Monsieur Dalton est le propriétaire du logement occupé par la famille de Bigger Thomas dans le quartier ségrégué du Chicago’s South Side. L’appartement de la famille de Bigger Thomas est décrit dès les premières pages de ce roman comme vétuste, misérable et impropre à la vie humaine, surtout à celle d’une famille. De plus, du fait de la ségrégation, les familles noires n’ont que peu de quartiers où elles peuvent habiter, c’est pourquoi les propriétaires, tels que Monsieur Dalton, n’hésitent pas à imposer des montants de loyer disproportionnés.

D’un autre côté, Monsieur Dalton est également celui qui vient en aide aux jeunes Afro-Américains qui ne trouvent pas d’emploi et qui en ont pourtant véritablement besoin pour nourrir leur famille. Il a ainsi embauché Bigger Thomas en tant que chauffeur pour sa famille. Sans oublier que Monsieur et Madame Dalton allouent d’importantes sommes d’argent à des œuvres caritatives telles que la création d’écoles pour les enfants noirs. Me Max dénonce cette ambivalence et se permet de dire à Madame Dalton : « Votre philanthropie était aussi aveugle que vos pauvres yeux ! ».[viii] 
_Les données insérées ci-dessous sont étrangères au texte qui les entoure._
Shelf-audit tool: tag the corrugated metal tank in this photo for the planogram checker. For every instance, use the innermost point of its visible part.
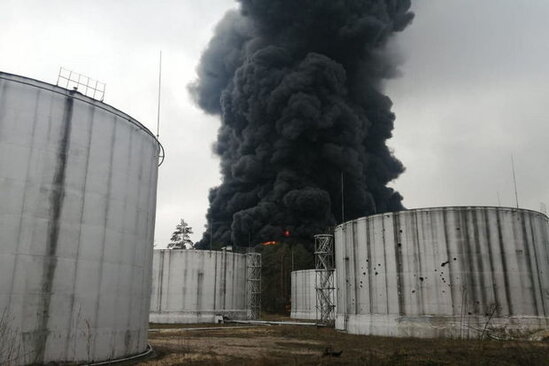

Le récit de Bigger Thomas nous invite donc à nous interroger sur la sincérité de leurs actes. En effet, leurs comportements peuvent tout à fait être analysés comme étant le meilleur moyen de pérenniser un système injuste et absurde qui accepte la présence des Noirs au sein de la société américaine mais seulement en tant que « citoyens de seconde zone » et à l’écart de la vie des Américains blancs.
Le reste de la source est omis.